Similar to neuropsychiatric disorders, neurodevelopmental conditions have a strong and very complex genetic basis, involving many independent loci containing common and rare variants69. scRNA-seq or snRNA-seq of in vivo and/or in vitro models of ASD has been extremely helpful to define how the presence of high-confidence risk genes affects brain development. In one of the first applications of this technology to the study of ASD, Kriegstein and co-workers used snRNA-seq to examine post-mortem tissue samples from prefrontal cortex and anterior cingulate cortex of individuals with ASD, individuals with sporadic epilepsy and control individuals71. They identified cell-type specific dysregulation of gene expression in individuals with ASD compared with the control individuals. The neuronal genes that were most downregulated in ASD were expressed in layer 2 and layer 3 excitatory neurons and vasoactive intestinal polypeptide-expressing interneurons. The most upregulated genes were expressed in non-neuronal cell types: protoplasmic astrocytes and microglia.
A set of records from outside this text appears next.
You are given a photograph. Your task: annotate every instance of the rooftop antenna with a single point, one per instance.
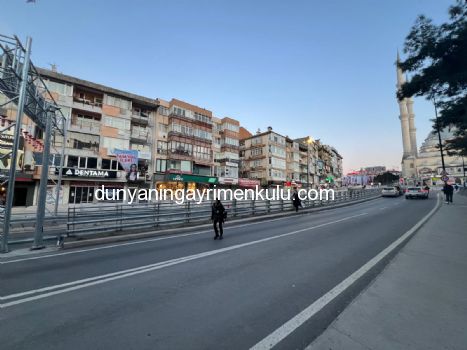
(53, 67)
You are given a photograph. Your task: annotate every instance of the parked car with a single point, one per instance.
(416, 192)
(392, 191)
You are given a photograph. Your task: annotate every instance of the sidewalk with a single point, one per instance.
(420, 300)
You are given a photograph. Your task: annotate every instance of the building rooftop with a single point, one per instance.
(47, 73)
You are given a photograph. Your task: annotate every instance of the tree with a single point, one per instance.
(437, 55)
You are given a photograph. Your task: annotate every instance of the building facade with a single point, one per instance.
(264, 157)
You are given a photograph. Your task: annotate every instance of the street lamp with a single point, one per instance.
(439, 138)
(309, 142)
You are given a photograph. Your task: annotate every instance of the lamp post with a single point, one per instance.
(439, 137)
(309, 142)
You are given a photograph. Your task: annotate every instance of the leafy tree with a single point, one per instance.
(437, 55)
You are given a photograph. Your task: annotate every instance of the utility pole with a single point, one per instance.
(439, 136)
(14, 152)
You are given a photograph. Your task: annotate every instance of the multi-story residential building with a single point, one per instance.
(308, 161)
(293, 161)
(264, 157)
(184, 135)
(101, 120)
(226, 150)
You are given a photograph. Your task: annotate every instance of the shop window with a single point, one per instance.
(92, 163)
(73, 161)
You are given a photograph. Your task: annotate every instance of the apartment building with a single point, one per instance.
(293, 162)
(329, 164)
(264, 157)
(101, 120)
(184, 147)
(226, 150)
(308, 152)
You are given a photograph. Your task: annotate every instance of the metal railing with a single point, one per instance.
(115, 218)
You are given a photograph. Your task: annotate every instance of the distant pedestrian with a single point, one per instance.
(296, 200)
(217, 217)
(448, 192)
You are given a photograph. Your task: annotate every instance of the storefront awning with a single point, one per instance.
(192, 178)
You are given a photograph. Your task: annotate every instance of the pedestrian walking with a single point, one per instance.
(448, 192)
(296, 200)
(217, 217)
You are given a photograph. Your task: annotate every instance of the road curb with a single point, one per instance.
(318, 305)
(179, 230)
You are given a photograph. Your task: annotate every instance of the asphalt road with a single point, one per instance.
(191, 292)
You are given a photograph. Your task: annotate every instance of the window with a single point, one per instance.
(72, 162)
(118, 123)
(161, 165)
(92, 163)
(161, 147)
(256, 140)
(118, 102)
(163, 110)
(163, 128)
(111, 164)
(276, 150)
(231, 141)
(182, 165)
(178, 111)
(231, 127)
(256, 151)
(112, 143)
(62, 89)
(54, 159)
(277, 138)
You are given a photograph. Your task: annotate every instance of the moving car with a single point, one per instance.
(392, 191)
(416, 192)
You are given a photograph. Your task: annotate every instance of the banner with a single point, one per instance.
(126, 158)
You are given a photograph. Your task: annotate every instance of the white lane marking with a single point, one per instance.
(71, 286)
(152, 239)
(287, 328)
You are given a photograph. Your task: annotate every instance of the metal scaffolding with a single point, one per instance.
(22, 85)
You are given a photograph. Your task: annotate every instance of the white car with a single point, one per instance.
(416, 192)
(390, 192)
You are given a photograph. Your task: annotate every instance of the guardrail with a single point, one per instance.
(94, 219)
(113, 218)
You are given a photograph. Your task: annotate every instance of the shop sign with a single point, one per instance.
(192, 178)
(228, 180)
(252, 183)
(87, 173)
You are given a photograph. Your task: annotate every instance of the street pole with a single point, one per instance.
(308, 166)
(39, 230)
(439, 136)
(14, 153)
(62, 157)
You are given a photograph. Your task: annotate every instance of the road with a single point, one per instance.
(189, 291)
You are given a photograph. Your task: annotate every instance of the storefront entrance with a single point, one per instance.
(81, 194)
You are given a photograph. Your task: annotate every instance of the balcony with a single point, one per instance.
(140, 118)
(87, 127)
(88, 103)
(140, 136)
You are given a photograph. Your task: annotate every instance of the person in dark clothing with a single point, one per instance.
(217, 217)
(296, 200)
(448, 192)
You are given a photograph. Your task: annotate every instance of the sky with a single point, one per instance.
(324, 69)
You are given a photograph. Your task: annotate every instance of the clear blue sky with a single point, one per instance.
(319, 68)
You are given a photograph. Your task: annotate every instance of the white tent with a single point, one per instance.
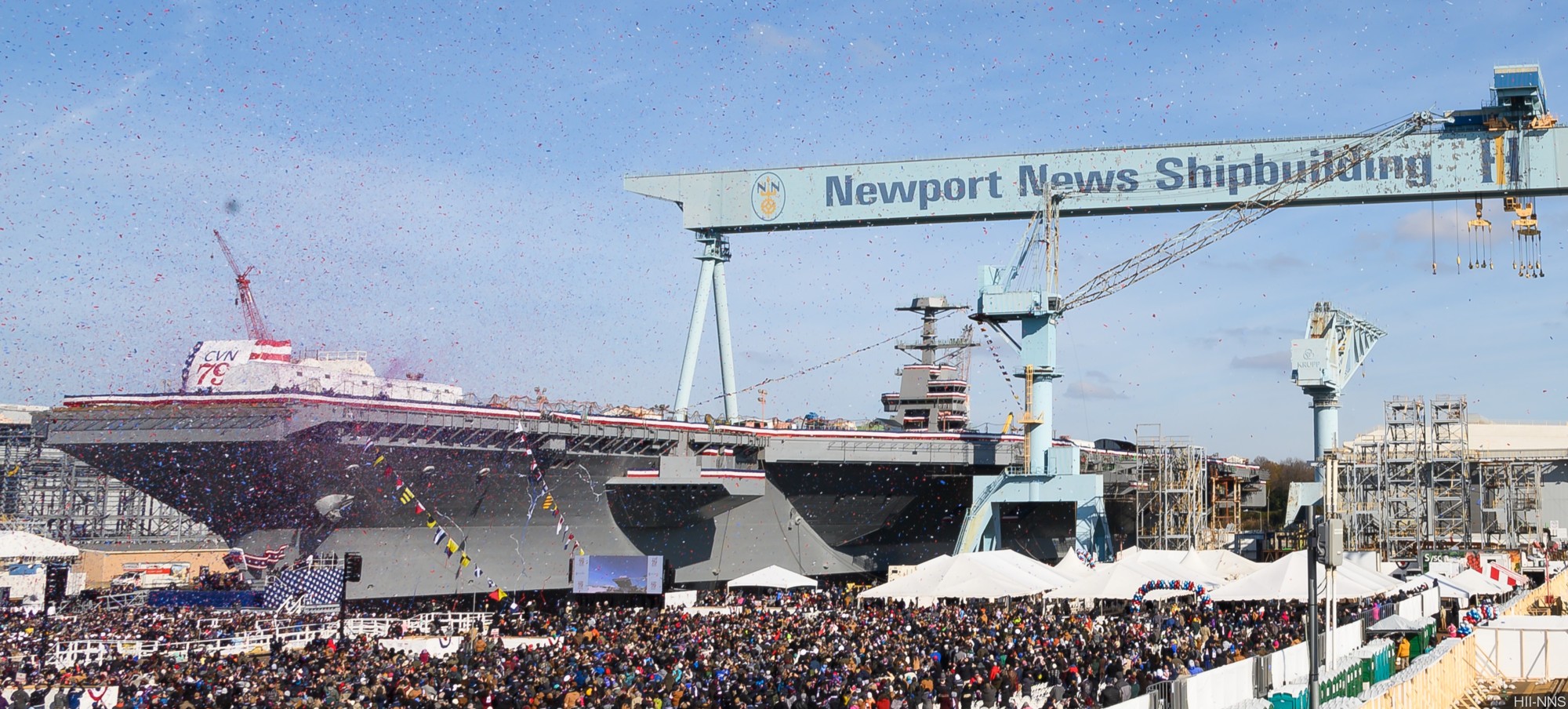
(774, 578)
(1120, 581)
(1285, 580)
(1399, 624)
(979, 575)
(23, 545)
(1367, 578)
(1214, 565)
(1476, 584)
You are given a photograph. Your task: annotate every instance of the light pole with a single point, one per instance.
(354, 567)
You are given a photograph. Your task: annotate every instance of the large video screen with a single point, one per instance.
(619, 575)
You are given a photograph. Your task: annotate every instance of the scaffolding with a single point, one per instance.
(1404, 487)
(53, 495)
(1450, 473)
(1360, 496)
(1225, 503)
(1167, 495)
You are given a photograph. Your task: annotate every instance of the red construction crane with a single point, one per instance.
(253, 316)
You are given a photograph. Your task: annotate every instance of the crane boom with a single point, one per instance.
(255, 327)
(1232, 219)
The dysregulated genes overlapped substantially with high-confidence ASD-associated genetic risk factors71. Another group used in vivo Perturb-seq to functionally evaluate selected de novo ASD or neurodevelopmental delay risk genes72. Using CRISPR–Cas9, they introduced frameshift mutations in 35 risk genes in the developing mouse brain in utero and analysed the transcriptomes in the perturbed cells at the postnatal stages. These experiments helped to identify cell-type-specific and evolutionarily conserved gene modules from both neuronal and glial cell classes and determine how individual mutations affected cell types diversification and activation in the developing brain72.

Next steps

From the studies described earlier, it is clear that single-cell technologies are becoming extremely helpful for the identification of the molecular mechanisms involved in selective neuronal vulnerability. The next step is to perform mechanistic studies with the aim of designing and testing therapeutic strategies to alter the features that make neurons vulnerable to death. In theory, such therapies could slow down or stop the progression of PD, AD or other neurodegenerative disorders. However, it is also very important to investigate whether the identified vulnerable cell types or structures are disease-prone owing to primary (that is, heritable) features or whether their vulnerability is secondary to other influences, for example, from the surrounding neuroimmune compartment (as discussed subsequently). Both possibilities could be assessed with modern genomics and multi-omics approaches, especially if applied to unbiased single-cell or single-nuclei suspensions from a given brain structure. One approach would be to use machine learning to integrate neuron-type-specific molecular profiles from mouse models with post-mortem human functional genomics and quantitative genetics data to pinpoint the functional gene modules that underlie selective vulnerability — this has been achieved for AD59. Pharmacological or genetic (for example, CRISPR-based) perturbations in healthy or diseased conditions, in combination with single-cell profiling (for example, Perturb-seq), could also be used to understand how mutations affect the adaptation of disruptive or restorative cell states and whether these states affect cell-type function or dysfunction.

Neuroimmune dysfunction


An immune contribution to neurodegeneration was regarded as little more than a curiosity a decade ago, but neuroinflammation is now considered to have a role in AD, PD, amyotrophic lateral sclerosis (ALS), Huntington disease and multiple sclerosis (MS). Microglia are the resident immune cells of the CNS and, when activated, they secret pro-inflammatory mediators such as tumour necrosis factor-α, IL-1b and reactive oxygen species, which are detrimental to neurons73. The brain also hosts several other myeloid populations including perivascular cells, meningeal macrophages and choroid plexus macrophages74. Moreover, astrocytes can produce immune factors when activated by neuronal dysfunction and microglial activation75. Single-cell sequencing technologies have become a key tool for studying the landscape and heterogeneity of the neuroimmune compartment. Resource studies in mice and humans revealed higher than expected complexity of microglial cellular states in the healthy brain throughout the lifespan49, as well as during disease9,76. Single-cell transcriptomics of the CNS have also revealed the great plasticity and diversity of other myeloid cell types and reactive astrocytes77,78,79.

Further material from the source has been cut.